Numerical investigation on the unstable flow and its interaction with the hump characteristic in a pump turbine at pump mode

Pumped storage power is the most mature and cleanest energy in the world, which is universally used in energy recovery fields. As the pumped storage units operate at part-load conditions, typical unstable flow phenomena are universally observed. Guaranteeing the operation stability of the unit is being increasing significant. Since much attention has been paid to the unstable flow characteristic in the hump region, the interaction between the unstable flow and hump characteristic is seldom involved. In present research, comprehensive analysis is systematically conducted to explore unstable flow and its interaction with the hump characteristic in a pump-turbine operated at pump mode. Three typical models, corresponding to the test model, small lean angle model (lean angle theta = 2 degrees) and medium lean angle model (lean angle theta = 10 degrees) representing different flow conditions, i.e., "hump peak", "hump valley" and "stable condition" respectively, are selected for analysis. First, characteristic curves predicted by a modified shear stress transport k-omega partially averaged Navier-Stokes model show good agreements with the experiment data. Then, comprehensive discussions are performed in the blade passage of runner and guide vane.
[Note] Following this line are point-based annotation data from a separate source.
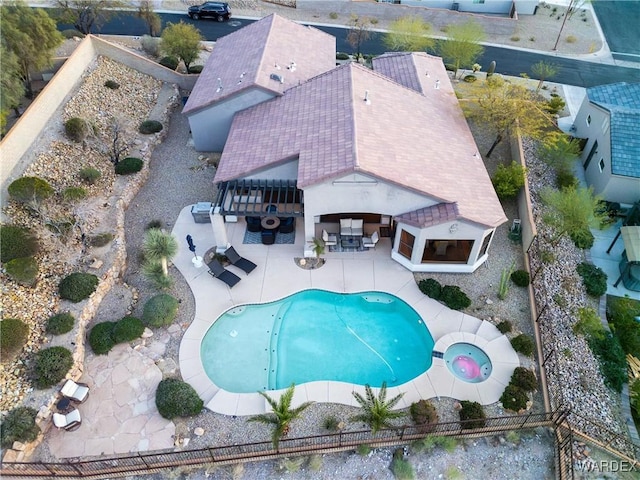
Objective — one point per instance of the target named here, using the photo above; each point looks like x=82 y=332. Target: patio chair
x=247 y=266
x=370 y=242
x=218 y=271
x=76 y=392
x=329 y=239
x=69 y=422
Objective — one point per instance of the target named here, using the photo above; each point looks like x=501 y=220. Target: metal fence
x=155 y=461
In the runner blade passage, the scale of flow separation near the suction side of the blade increases with increment of the lean angle. In the guide vane, although rotating stall is observed in three models, its scale and intensity are largest under the "hump peak" condition, and alleviated under the "hump valley" and "stable condition". After frequency and its dynamics analysis, it is found that one dominant frequency of 0.088f(n) is induced by the rotating stall evolution. Moreover, as the rotating stall is alleviated under the "stable condition", the dominant frequency captured by the proper orthogonal decomposition (POD) method is transferred to 3f(n), and the hump is also alleviated.